You know it’s love when they help you murder something.
I say “something”, because it’s not always about killing a corporeal thing, a thing that might leave a body behind. Bodies are messy; bodies are evidence. Bodies can get you in a lot of trouble if you’re not careful. And really, corporeal killing is so final: a big black period at the end of a living sentence that lives no more beyond that ultimate point. Sure, we could go back and forth for hours about how death has the potential to be a transformative experience, both for the killer and the killed, but that’s digressing too far into speculation, and our purpose here is a focus on the real.
I’m talking about the forced death of ideas. It’s a far greater challenge to eradicate a thought, for thought is more virulent than any known biological agent. Thought doesn’t give one rusty shit about locked doors, hermetically sealed environments, vaccinations, hazmat suits, or immune systems. It circumvents all our physical barriers with the ease of a charging bull through a wall of wet toilet paper, penetrates to our very cores, our essences, and festers there, informing and modifying our foundations so that we might become pliable agents for the continued spread of the contagion. In this way, an idea becomes a living thing, a transmissible virulent agent. And, as it has life, so too can it be killed.
As a rational person listening to this, you may be thinking to yourself: how? How could an idea ever be forcibly removed from our frames of reference? For surely, if even but one scrap of the thing remains, scribbled hastily on the wall of a truck stop bathroom, passed through a series of desperate DMs, or codified in a globally published leatherbound tome, then there lies the kindling that might burst into a raging bonfire, explode in a blaze of ideology. Yes, there is that potential, which makes the desire to eliminate such things even more tempting, and more rewarding when achieved.

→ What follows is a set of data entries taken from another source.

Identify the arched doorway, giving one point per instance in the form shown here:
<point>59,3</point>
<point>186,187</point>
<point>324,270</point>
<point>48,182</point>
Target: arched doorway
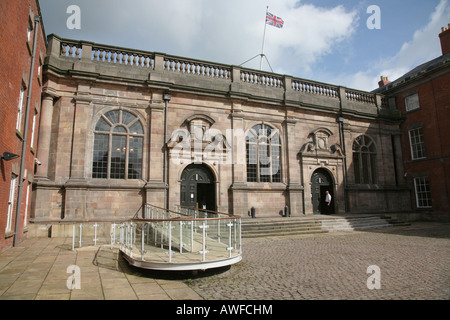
<point>321,181</point>
<point>198,187</point>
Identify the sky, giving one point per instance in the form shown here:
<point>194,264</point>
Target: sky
<point>348,43</point>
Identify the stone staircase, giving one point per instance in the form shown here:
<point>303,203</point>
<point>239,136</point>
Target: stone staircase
<point>285,226</point>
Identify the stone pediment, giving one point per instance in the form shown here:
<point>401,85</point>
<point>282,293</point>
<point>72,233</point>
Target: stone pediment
<point>319,144</point>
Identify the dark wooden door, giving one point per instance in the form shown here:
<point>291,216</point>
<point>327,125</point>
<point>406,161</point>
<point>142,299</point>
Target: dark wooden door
<point>198,187</point>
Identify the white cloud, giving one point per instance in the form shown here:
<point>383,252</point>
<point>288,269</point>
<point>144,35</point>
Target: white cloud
<point>423,46</point>
<point>223,31</point>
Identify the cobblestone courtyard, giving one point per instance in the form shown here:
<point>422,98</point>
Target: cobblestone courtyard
<point>414,263</point>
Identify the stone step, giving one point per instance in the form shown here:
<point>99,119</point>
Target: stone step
<point>262,227</point>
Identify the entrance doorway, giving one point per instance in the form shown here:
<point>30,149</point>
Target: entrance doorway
<point>321,182</point>
<point>198,187</point>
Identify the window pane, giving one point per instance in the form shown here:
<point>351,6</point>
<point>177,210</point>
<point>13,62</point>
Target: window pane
<point>356,166</point>
<point>135,158</point>
<point>136,128</point>
<point>118,154</point>
<point>102,125</point>
<point>100,160</point>
<point>251,162</point>
<point>127,117</point>
<point>276,163</point>
<point>365,167</point>
<point>113,116</point>
<point>423,194</point>
<point>120,129</point>
<point>417,143</point>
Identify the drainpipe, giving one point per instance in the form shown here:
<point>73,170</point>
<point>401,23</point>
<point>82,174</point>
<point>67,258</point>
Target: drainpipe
<point>166,98</point>
<point>340,120</point>
<point>25,134</point>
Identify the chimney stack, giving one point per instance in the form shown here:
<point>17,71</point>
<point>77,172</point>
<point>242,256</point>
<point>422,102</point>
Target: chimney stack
<point>383,81</point>
<point>445,39</point>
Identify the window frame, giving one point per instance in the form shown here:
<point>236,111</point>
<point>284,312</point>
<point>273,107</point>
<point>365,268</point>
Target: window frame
<point>414,146</point>
<point>364,160</point>
<point>20,109</point>
<point>413,106</point>
<point>270,146</point>
<point>120,137</point>
<point>424,194</point>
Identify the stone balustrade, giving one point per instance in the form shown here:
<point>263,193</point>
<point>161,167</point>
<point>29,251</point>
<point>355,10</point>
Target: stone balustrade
<point>254,82</point>
<point>315,88</point>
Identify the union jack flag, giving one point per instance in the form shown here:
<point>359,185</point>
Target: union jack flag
<point>274,21</point>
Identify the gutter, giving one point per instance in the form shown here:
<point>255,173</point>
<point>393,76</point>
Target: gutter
<point>25,136</point>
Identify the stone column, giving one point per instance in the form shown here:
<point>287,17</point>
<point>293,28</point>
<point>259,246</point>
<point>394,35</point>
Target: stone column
<point>82,123</point>
<point>76,188</point>
<point>238,189</point>
<point>155,186</point>
<point>45,130</point>
<point>399,169</point>
<point>292,170</point>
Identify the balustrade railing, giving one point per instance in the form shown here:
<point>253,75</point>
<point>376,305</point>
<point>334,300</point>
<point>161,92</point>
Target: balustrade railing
<point>315,88</point>
<point>261,78</point>
<point>198,68</point>
<point>184,239</point>
<point>360,96</point>
<point>123,57</point>
<point>214,71</point>
<point>71,49</point>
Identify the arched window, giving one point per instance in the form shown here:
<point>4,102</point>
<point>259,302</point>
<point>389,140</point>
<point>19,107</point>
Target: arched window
<point>364,160</point>
<point>118,142</point>
<point>263,147</point>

Sometimes these endeavors take centuries, other times overnight. It all depends on how embedded the thought has become in the culture, and how tight the grip of those who hold on to it is. Successful murders involve influencing what people believe is the truth. This technique of “re-information” can serve higher strategic purposes as well, a sort of ideological judo. But in all cases the desired outcome is nothing less than the extinction of a particular way of thinking, and in this realm, there were few more talented people than the immortal Elienne du Chambres.